Download corrupted/Not working
Could be an issue on my end but I get an error that points torwards corrupted model + the downloaded filesize is only 6.5GB instead of 7.01.
Can anybody confirm this?
Part of the error in gptq-for-llama is
size mismatch for model.layers.29.self_attn.o_proj.scales: copying a param with shape torch.Size([1, 5120]) from checkpoint, the shape in current model is torch.Size([40, 5120]). size mismatch for model.layers.29.self_attn.q_proj.qzeros: copying a param with shape torch.Size([1, 640]) from checkpoint, the shape in current model is torch.Size([40, 640]). size mismatch for model.layers.29.self_attn.q_proj.scales: copying a param with shape torch.Size([1, 5120]) from checkpoint, the shape in current model is torch.Size([40, 5120]). size mismatch for model.layers.29.self_attn.v_proj.qzeros: copying a param with shape torch.Size([1, 640]) from checkpoint, the shape in current model is torch.Size([40, 640]). size mismatch for model.layers.29.self_attn.v_proj.scales: copying a param with shape torch.Size([1, 5120]) from checkpoint, the shape in current model is torch.Size([40, 5120]). size mismatch for model.layers.29.mlp.down_proj.qzeros: copying a param with shape torch.Size([1, 640]) from
I got that before on a corrupted downloaded.
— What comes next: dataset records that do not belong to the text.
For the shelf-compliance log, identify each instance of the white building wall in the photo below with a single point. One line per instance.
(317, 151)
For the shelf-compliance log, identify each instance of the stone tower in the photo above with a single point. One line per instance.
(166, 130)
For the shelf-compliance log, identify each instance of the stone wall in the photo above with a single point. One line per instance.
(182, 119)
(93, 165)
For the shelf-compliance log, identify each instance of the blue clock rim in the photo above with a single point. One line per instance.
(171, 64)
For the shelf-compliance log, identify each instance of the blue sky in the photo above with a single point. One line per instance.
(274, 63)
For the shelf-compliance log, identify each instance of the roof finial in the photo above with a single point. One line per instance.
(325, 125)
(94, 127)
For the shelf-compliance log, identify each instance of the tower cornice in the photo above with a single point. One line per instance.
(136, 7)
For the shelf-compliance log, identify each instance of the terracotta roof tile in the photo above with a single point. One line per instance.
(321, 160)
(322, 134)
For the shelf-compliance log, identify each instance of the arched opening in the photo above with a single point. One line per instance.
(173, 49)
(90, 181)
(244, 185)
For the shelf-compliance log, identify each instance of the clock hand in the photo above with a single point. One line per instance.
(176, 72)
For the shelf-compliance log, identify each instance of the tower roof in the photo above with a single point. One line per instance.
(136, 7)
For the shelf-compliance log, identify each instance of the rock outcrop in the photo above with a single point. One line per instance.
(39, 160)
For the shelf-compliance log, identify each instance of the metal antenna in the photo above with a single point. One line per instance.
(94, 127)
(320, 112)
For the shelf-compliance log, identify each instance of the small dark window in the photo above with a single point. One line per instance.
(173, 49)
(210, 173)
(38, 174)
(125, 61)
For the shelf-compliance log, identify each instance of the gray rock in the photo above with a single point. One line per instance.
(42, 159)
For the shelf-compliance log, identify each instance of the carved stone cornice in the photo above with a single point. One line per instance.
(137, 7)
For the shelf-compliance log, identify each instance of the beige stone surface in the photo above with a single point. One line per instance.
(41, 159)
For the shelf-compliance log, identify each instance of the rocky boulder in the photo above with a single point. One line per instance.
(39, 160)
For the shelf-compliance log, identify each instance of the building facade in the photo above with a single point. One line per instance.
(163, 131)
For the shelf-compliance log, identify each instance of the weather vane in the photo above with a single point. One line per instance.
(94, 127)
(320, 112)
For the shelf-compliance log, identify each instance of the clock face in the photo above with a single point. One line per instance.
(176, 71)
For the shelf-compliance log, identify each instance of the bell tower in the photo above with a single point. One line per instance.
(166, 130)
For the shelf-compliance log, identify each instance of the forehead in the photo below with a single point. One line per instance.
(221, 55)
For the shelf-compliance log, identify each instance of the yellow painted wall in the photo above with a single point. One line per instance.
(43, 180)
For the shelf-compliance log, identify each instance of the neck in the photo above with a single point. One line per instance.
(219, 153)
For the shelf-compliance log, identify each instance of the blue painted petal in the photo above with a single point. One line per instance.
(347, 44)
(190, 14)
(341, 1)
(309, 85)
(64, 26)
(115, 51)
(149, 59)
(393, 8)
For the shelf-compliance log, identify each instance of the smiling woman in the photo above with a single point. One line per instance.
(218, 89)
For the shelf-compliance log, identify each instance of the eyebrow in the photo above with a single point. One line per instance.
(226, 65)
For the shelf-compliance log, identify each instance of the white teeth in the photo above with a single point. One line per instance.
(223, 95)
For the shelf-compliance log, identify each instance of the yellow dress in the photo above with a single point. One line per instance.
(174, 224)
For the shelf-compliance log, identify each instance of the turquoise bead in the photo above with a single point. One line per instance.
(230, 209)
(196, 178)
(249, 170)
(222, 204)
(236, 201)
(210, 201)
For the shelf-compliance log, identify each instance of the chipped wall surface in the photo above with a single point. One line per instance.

Tried multiple times with ooba and manually in the browser.
Try downloading again, I've tried downloading multiple times and it works fine. I use git lfs clone to download, so git lfs clone https://huggingface.co/flashvenom/Airoboros-13B-SuperHOT-8K-GPTQ
should work
Ah, I've only tried on exLLaMa, I wonder what happened, I will re-run the quantize when I get some time
Thanks, much appreciated!
For some reason exllama is slower on my system. Could be because of my 2 pascal cards.
What is your setup? It's probably slow cause you are using AutoGPTQ, try exllama instead. @Sergei6000 new model is uploaded, idk if it will change anything but try -- if it doesn't then I'm unsure what's going on, prob incompatible with llama.cpp in its current form
@flashvenom It's not supposed to be that slow, on AutoGPTQ I usually get 7-8 tokens/s with 13b models, but like I said your model is too slow because it has "use_cache = False" on the config.json, but I can't put it into true I got errors when doing that
Yeah I should be using exllama but it doesn't load models on windows I don't know why :(
Ah, I see, well I just quantisized the model to use with exLLama but I don't know the specifics of why it is slow with AutoGPTQ. I can look into it when I get some time. For exllama not loading on windows, try WSL2 if you can
Didn't know you could quantize the model to fit the exllama paradigm. And yeah it works for WSL2, it's just that the loading is much slower when doing that, I hope it'll get fixed in the future.
Btw I just tried your model (through WSL2 of course lol) and I'm a big fan, like airoboros was really good at following orders and eloquant prose, but it was a bit rigid and never added something new to the table, adding SuperHOT fixed that issue. This is probably the best 13b model we got right there :D
@flashvenom
Unfortunately didn't help.
Its probably because I use the gptq-for-llama from ooba.
https://github.com/oobabooga/text-generation-webui/issues/1661
I tried updating to https://github.com/qwopqwop200/GPTQ-for-LLaMa/tree/old-cuda.
Able to load the model with that but get a RuntimeError: expected scalar type Float but found Half on generating.
Couldn't really get triton to work so I'm out of luck :(
@TheYuriLover
Definitely the best 13B I have seen yet.
Sometimes it really likes to go full "gpt" though in writing though. Thats most likely from Airoboros though.
Haven't seen a 13B giving long coherent text outputs like this before.Its really good.
why don't you try exllama? @Sergei6000
Exllama works, but its a bit funky.
It seems like the prompt takes very long but the actual new output is fast.
In Tavernai with a long prompt it gets really slow. Almost 50 sec for a reply. Which is almost 30B levels with cpu offload for me.
But its fine for testing. Thanks that you tried requantizing for me, might be my older pascal cards.
It looks like the patch is made for hugging face transformers. Does it actually affect ExLlama in any way?
exLLama has a built in option to do scaling, its called -cpe
Not running here (windows oogabooga).
I tried several configs, but it returns only 'no-sense', almost randomly words in chat.
I also tested Airoboros 13b from TheBloke, yet no success, same wrong answers completely messy words in chat.
Any clue ?
Thanks
Giovani - Brazil
Can anyone port this to work with faraday.dev or koboldcpp?